Defeats against Sheffield United and Bristol City left the Saints in relegation trouble. Wins against Preston North End, Cardiff City and Ipswich Town gave Southampton hope, but the club went into administration, due to financial problems. Unable to steer them to safety, Southampton were relegated to League One, where they would start with the 10 point deduction at the start of the following season. Wotte left the club after it was taken over by Markus Liebherr in the summer of 2009.

===Universitatea Craiova===
Wotte signed a one-and-a-half-year contract with Romania's Liga I team Universitatea Craiova on 7 January 2010. He led the team on a good run, which contained victories against Rapid București, Vaslui, Poli Iași, Brașov and Astra Ploiești. However, after losing two home games, he was suspended on 10 May 2010 for 30 days, despite saving the team from relegation, being four points clear above the relegation zone. Following the suspension, Wotte got in a conflict with the Craiova's owner and left the club. In 2015 the CAS of FIFA decided the dismissal was injustice.

===Ismaily===
Wotte returned to Egyptian club Ismaily in June 2010. He coached his first competitive game on 18 July, in a game against Algerian side JS Kabylie in the 2010 CAF Champions League. After the public uproar in Egypt early 2011 causing temporarily postponing
of The Egyptian League Wotte stayed until April managing the team before returning to the Netherlands.

===Scottish FA===
Wotte was named as the first Performance Director and Technical Director of National Teams of the Scottish Football Association (SFA) on 23 June 2011. Wotte left the SFA in October 2014, having implemented most of the recommendations of a review conducted by Henry McLeish.

===Morocco FA===
On 1 December 2015, Wotte joined the Royal Moroccan Football Federation. He worked as the football federation's National Youth Teams Coach. He signed a four-year contract until 2020. He was responsible for players born 1997-1998 and 1999 with teams U20 and the Olympic Team U23.

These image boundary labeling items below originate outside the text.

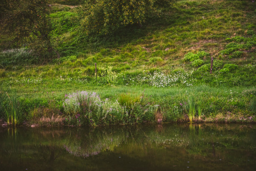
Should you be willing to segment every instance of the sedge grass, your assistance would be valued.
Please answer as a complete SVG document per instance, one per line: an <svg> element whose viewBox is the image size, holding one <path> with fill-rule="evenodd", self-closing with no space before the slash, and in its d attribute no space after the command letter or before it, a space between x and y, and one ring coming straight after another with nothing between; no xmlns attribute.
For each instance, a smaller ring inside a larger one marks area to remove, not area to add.
<svg viewBox="0 0 256 171"><path fill-rule="evenodd" d="M7 94L10 102L5 109L5 119L8 124L16 125L21 115L19 102L16 94L10 97Z"/></svg>
<svg viewBox="0 0 256 171"><path fill-rule="evenodd" d="M189 122L192 122L195 120L195 97L191 95L189 97L186 109L187 112Z"/></svg>

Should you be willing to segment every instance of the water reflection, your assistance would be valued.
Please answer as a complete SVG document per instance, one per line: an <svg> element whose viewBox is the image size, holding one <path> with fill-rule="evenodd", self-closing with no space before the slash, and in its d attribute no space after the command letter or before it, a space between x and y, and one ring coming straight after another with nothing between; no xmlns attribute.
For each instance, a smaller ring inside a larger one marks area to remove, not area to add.
<svg viewBox="0 0 256 171"><path fill-rule="evenodd" d="M192 123L1 128L0 168L254 170L256 128Z"/></svg>

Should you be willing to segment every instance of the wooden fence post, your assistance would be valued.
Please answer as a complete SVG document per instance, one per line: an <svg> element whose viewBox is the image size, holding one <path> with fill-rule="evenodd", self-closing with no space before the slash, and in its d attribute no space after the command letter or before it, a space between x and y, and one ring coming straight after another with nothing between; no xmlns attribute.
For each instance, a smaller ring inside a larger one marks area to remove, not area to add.
<svg viewBox="0 0 256 171"><path fill-rule="evenodd" d="M95 77L96 79L97 79L97 66L96 66L96 63L95 63Z"/></svg>
<svg viewBox="0 0 256 171"><path fill-rule="evenodd" d="M212 57L211 59L211 69L210 69L210 74L212 73L212 64L213 64L213 57Z"/></svg>

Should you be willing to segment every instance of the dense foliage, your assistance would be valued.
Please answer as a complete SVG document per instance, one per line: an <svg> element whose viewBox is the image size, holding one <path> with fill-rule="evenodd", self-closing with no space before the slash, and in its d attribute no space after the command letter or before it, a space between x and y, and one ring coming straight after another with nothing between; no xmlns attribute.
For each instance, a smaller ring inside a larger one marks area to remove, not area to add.
<svg viewBox="0 0 256 171"><path fill-rule="evenodd" d="M141 26L149 16L159 15L164 7L172 5L174 1L88 0L82 23L83 31L90 36L95 36L113 33L122 26L135 24Z"/></svg>
<svg viewBox="0 0 256 171"><path fill-rule="evenodd" d="M5 0L0 7L0 31L13 36L13 45L17 47L27 47L35 55L49 57L53 51L50 3L49 0Z"/></svg>

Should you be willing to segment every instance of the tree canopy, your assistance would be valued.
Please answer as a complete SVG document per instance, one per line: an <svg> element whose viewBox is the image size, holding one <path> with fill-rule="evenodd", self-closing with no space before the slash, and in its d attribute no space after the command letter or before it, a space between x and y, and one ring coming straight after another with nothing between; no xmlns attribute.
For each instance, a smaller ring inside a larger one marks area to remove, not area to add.
<svg viewBox="0 0 256 171"><path fill-rule="evenodd" d="M49 0L4 0L1 32L13 36L17 47L28 47L39 55L52 51L50 3Z"/></svg>
<svg viewBox="0 0 256 171"><path fill-rule="evenodd" d="M82 20L87 35L107 35L121 26L141 26L152 15L159 15L163 8L176 0L88 0Z"/></svg>

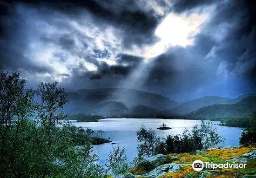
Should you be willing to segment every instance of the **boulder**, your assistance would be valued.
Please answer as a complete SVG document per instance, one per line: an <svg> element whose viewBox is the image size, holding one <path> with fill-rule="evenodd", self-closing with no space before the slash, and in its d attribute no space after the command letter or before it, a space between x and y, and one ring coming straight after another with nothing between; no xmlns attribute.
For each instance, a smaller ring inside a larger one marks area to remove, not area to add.
<svg viewBox="0 0 256 178"><path fill-rule="evenodd" d="M194 175L192 173L190 173L186 175L184 177L184 178L194 178Z"/></svg>
<svg viewBox="0 0 256 178"><path fill-rule="evenodd" d="M163 154L157 154L150 157L143 157L137 165L137 167L146 171L149 171L157 166L166 158Z"/></svg>
<svg viewBox="0 0 256 178"><path fill-rule="evenodd" d="M244 154L243 156L249 158L256 158L256 150L252 151L248 153Z"/></svg>
<svg viewBox="0 0 256 178"><path fill-rule="evenodd" d="M145 174L148 178L156 178L167 173L175 172L180 170L182 166L178 164L169 163L163 165L156 167L148 173Z"/></svg>
<svg viewBox="0 0 256 178"><path fill-rule="evenodd" d="M199 177L198 177L198 178L206 178L206 176L211 174L211 173L207 171L202 171L199 175Z"/></svg>
<svg viewBox="0 0 256 178"><path fill-rule="evenodd" d="M174 157L173 157L173 158L171 158L170 159L171 159L171 161L172 161L172 162L173 162L173 161L177 161L177 160L180 159L180 158L178 158L176 156L175 156Z"/></svg>
<svg viewBox="0 0 256 178"><path fill-rule="evenodd" d="M135 176L130 172L127 172L124 174L123 178L135 178Z"/></svg>
<svg viewBox="0 0 256 178"><path fill-rule="evenodd" d="M256 178L256 174L254 174L254 175L245 174L242 178Z"/></svg>

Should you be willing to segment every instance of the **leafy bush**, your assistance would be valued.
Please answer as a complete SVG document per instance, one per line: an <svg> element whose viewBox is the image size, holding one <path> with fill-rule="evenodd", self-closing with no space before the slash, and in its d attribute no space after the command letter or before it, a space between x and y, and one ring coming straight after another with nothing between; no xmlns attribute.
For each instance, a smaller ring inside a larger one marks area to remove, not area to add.
<svg viewBox="0 0 256 178"><path fill-rule="evenodd" d="M139 157L144 154L148 156L153 155L160 140L155 132L152 129L147 129L142 126L136 132L136 135L139 143L137 147Z"/></svg>
<svg viewBox="0 0 256 178"><path fill-rule="evenodd" d="M108 171L95 163L93 131L65 121L64 89L54 82L25 90L26 82L18 73L0 71L0 177L106 177ZM111 169L124 170L124 153L114 149Z"/></svg>

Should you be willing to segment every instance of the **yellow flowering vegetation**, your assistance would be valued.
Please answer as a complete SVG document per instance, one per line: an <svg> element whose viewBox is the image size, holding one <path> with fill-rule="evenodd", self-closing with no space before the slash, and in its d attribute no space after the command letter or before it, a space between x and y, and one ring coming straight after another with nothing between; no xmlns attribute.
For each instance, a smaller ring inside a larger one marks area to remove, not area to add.
<svg viewBox="0 0 256 178"><path fill-rule="evenodd" d="M159 178L182 178L189 174L189 177L197 178L200 172L195 171L192 167L192 163L195 160L201 160L203 162L208 162L214 163L225 163L225 161L229 159L242 158L244 153L256 149L256 145L248 147L240 147L235 149L212 149L210 150L205 150L205 154L195 154L191 153L181 153L168 154L166 160L161 163L163 165L168 163L177 163L183 165L182 168L175 172L167 173ZM176 157L179 159L175 161L172 158ZM206 170L211 173L210 175L206 176L206 178L233 178L234 177L242 177L246 174L256 174L256 159L248 159L246 166L245 169L218 169L216 170ZM232 163L230 161L229 163ZM141 175L145 171L136 168L130 170L134 174ZM139 177L140 178L140 177ZM141 177L143 178L143 177Z"/></svg>

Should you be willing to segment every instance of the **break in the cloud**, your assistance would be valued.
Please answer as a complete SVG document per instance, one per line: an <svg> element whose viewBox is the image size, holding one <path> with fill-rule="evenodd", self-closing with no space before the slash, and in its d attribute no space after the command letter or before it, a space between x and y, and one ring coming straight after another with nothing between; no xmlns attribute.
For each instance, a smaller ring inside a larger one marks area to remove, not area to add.
<svg viewBox="0 0 256 178"><path fill-rule="evenodd" d="M0 67L29 84L125 87L179 100L256 90L255 3L1 2Z"/></svg>

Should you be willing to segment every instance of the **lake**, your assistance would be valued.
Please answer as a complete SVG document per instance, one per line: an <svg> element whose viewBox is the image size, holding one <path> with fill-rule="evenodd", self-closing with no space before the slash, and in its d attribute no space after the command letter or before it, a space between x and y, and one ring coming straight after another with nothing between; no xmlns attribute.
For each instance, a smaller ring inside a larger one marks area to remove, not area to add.
<svg viewBox="0 0 256 178"><path fill-rule="evenodd" d="M201 121L197 120L162 119L106 119L95 122L77 122L71 120L76 126L84 128L89 128L95 132L102 130L105 132L103 136L105 138L109 137L114 143L125 146L128 160L132 161L137 156L137 144L135 132L144 125L155 130L157 134L165 137L168 134L174 135L182 134L185 128L191 130L194 125L200 124ZM164 123L171 130L160 130L156 128ZM217 124L219 122L215 122ZM239 137L242 129L216 125L219 133L226 138L222 145L224 146L238 146ZM111 143L102 144L94 146L94 150L100 158L101 164L104 164L108 158L109 152L113 145Z"/></svg>

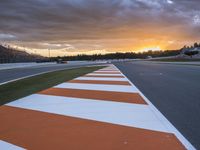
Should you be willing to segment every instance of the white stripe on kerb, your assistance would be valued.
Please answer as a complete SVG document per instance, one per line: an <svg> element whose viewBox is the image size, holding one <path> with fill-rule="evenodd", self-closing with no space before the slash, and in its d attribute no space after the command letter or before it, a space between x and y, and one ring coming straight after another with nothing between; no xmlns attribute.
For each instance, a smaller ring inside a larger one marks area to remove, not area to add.
<svg viewBox="0 0 200 150"><path fill-rule="evenodd" d="M134 86L127 85L107 85L107 84L80 84L80 83L62 83L55 88L81 89L81 90L98 90L113 92L136 93L138 90ZM92 93L91 93L92 94Z"/></svg>
<svg viewBox="0 0 200 150"><path fill-rule="evenodd" d="M148 105L33 94L7 106L112 124L170 132Z"/></svg>
<svg viewBox="0 0 200 150"><path fill-rule="evenodd" d="M90 76L117 76L117 77L123 77L122 74L98 74L98 73L88 73L86 75Z"/></svg>

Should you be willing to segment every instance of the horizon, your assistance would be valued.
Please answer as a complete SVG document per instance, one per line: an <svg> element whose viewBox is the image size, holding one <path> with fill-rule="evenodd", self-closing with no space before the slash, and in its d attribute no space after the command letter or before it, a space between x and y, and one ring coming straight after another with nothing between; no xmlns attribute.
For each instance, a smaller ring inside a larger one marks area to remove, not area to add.
<svg viewBox="0 0 200 150"><path fill-rule="evenodd" d="M177 50L199 41L196 0L0 2L0 42L48 56Z"/></svg>

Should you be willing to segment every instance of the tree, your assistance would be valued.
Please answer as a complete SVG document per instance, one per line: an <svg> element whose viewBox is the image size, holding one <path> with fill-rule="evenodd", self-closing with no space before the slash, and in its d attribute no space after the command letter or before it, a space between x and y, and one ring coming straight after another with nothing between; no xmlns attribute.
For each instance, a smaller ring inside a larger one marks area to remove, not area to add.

In July 2017, he won for the first time since 2001 the football tournament at the 2017 Francophone Games in Abidjan by beating the home country CIV in the Final with the Morocco U20 team. In 2018 he won also gold medals with Morocco U15/16 in Algeria and Tunesia.

===Al Wahda===
In July 2020, Wotte signed a contract with Abu Dhabi side, Al Wahda, however due to the UAEFA postponing the Pro-League competition and after one training match, he was dismissed in September of the same year.